Los cabellos se tensan y desgarran con la expresividad de mis manos. Las palabras alcanzan su más alto grado de inutilidad y las lágrimas adquieren un mayor sentido.
El tigre se está azotando contra los barrotes. Sus rugidos erizan los cabellos del vigilante. El celoso administrador del zoológico teme que la piel de la fiera se maltrate de por vida. Las madres aprensivas toman a sus niños batidos en merengue y los alejan de la jaula del felino con el obscuro temor de ser devoradas por la fiera incontenible. Después viene la calma. Ya no hay lágrimas ni palabras. Los ojos quieren salirse de sus órbitas al ir recorriendo todos los rincones. Los recuerdos se agolpan. Vienen a la mente los momentos de alegría, de tristeza y esperanza. Un lejano eco se escucha con tu voz enjaulada, esas expresiones inconfundibles. Parece que te vuelvo a escuchar, a ver y a sentirte. Las horas se suceden y cada minuto me recuerda tus acciones. El valor de tu presencia empieza a adquirir sentido y se repite delirante la común frase que hasta en el estanquillo más humilde se pronuncia: “Nadie sabe lo que tiene, hasta saberlo perdido”.
El tigre se ha echado en la fría loza de cemento. No está dormido puesto que sus ojos amarillo fuego están abiertos. Su mirada fija se pierde en el horizonte. Un niño exclama: -¡Me está mirando! y otro más hace
-Psst… psst– tratando de distraerle la vista fija. El tigre está recordando cuando retozaba en las praderas. Los saltos que daba al pescar en los riachuelos, los excitantes segundos antes de que saltara sobre su presa, las suaves caricias del sol y el viento sobre su vientre expuesto.

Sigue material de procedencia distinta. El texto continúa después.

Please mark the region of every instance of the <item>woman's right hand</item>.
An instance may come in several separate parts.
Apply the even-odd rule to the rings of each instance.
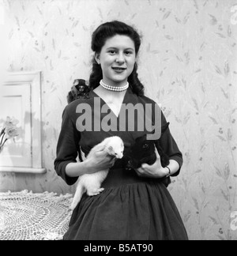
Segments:
[[[93,173],[111,168],[115,164],[115,157],[104,150],[96,152],[85,160],[87,167],[86,172]]]

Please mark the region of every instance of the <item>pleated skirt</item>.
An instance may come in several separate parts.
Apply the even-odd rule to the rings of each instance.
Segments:
[[[113,169],[101,186],[84,194],[65,240],[187,240],[178,209],[164,183]]]

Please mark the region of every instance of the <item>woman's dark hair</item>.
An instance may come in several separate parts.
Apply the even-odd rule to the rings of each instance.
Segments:
[[[129,36],[134,42],[135,53],[136,55],[137,55],[141,45],[139,34],[133,27],[118,21],[103,23],[94,31],[92,38],[92,50],[99,54],[105,44],[106,40],[115,35]],[[138,79],[137,71],[137,64],[135,63],[134,70],[128,77],[128,82],[130,83],[130,87],[133,92],[138,96],[143,96],[144,86]],[[95,88],[99,86],[102,78],[103,74],[100,65],[99,65],[93,58],[92,70],[89,77],[90,88]]]

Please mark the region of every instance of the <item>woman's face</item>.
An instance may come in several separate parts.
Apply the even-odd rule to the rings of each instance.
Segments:
[[[134,41],[127,36],[107,39],[96,60],[100,64],[103,81],[110,85],[124,85],[136,62]]]

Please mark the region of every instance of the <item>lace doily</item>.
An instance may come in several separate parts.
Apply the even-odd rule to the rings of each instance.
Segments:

Ha llegado el momento de aceptar la separación. Nuestra alma, como la del tigre, se entrega a esa molesta inercia de dejarse arrastrar por los acontecimientos. Sin apetito, ausente de sed, mirando a la lejanía ya esfumada, completamente incomunicado.
Aidé entró a la habitación con su vacilante caminar. Contrastaban su abrigo de peluche rojo con la larga cabellera de falso color paja, toda desordenada. Trató de sonreír y solo logró mostrar, aún más, las arrugas, su dentadura en mal estado y las flácidas mejillas que le daban un aspecto de verdadera bruja. Nos sentamos en las sillas alrededor de la mesa. El silencio era profundo. Un resoplido de Aidé rompió el hielo. De su bolsa sacó unas cartas españolas y musitó unas palabras que más bien parecían oraciones: -Por su pasado… por su presente… y por su futuro. Nuestros ojos fueron mudos testigos de los mensajes, cuyo emisor en esta ocasión se encontraba ausente. -Ya es de otro Gabriel, veo un matrimonio cercano.
Arropé mi corazón con el olvido deseando que nunca hubiera sido de ella. Y me dije: “He aprendido…”
Por Juan Okie G.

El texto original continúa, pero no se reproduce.